Nerve injury diminishes opioid analgesia through lysine methyltransferase-mediated transcriptional repression of μ-opioid receptors in primary sensory neurons

The μ-opioid receptor (MOR, encoded by Oprm1) agonists are the mainstay analgesics for treating moderate to severe pain. Nerve injury causes down-regulation of MORs in the dorsal root ganglion (DRG) and diminishes the opioid effect on neuropathic pain. However, the epigenetic mechanisms underlying the diminished MOR expression caused by nerve injury are not clear. G9a (encoded by Ehmt2), a histone 3 at lysine 9 methyltransferase, is a key chromatin regulator responsible for gene silencing. In this study, we determined the role of G9a in diminished MOR expression and opioid analgesic effects in animal models of neuropathic pain. We found that nerve injury in rats induced a long-lasting reduction in the expression level of MORs in the DRG but not in the spinal cord.
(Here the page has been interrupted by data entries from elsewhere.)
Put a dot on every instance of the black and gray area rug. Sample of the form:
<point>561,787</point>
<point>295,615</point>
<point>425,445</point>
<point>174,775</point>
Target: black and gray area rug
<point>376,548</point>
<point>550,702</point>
Nerve injury consistently increased the enrichment of the G9a product histone 3 at lysine 9 dimethylation in the promoter of Oprm1 in the DRG. G9a inhibition or siRNA knockdown fully reversed MOR expression in the injured DRG and potentiated the morphine effect on pain hypersensitivity induced by nerve injury. In mice lacking Ehmt2 in DRG neurons, nerve injury failed to reduce the expression level of MORs and the morphine effect. In addition, G9a inhibition or Ehmt2 knockout in DRG neurons normalized nerve injury-induced reduction in the inhibitory effect of the opioid on synaptic glutamate release from primary afferent nerves. Our findings indicate that G9a contributes critically to transcriptional repression of MORs in primary sensory neurons in neuropathic pain. G9a inhibitors may be used to enhance the opioid analgesic effect in the treatment of chronic neuropathic pain.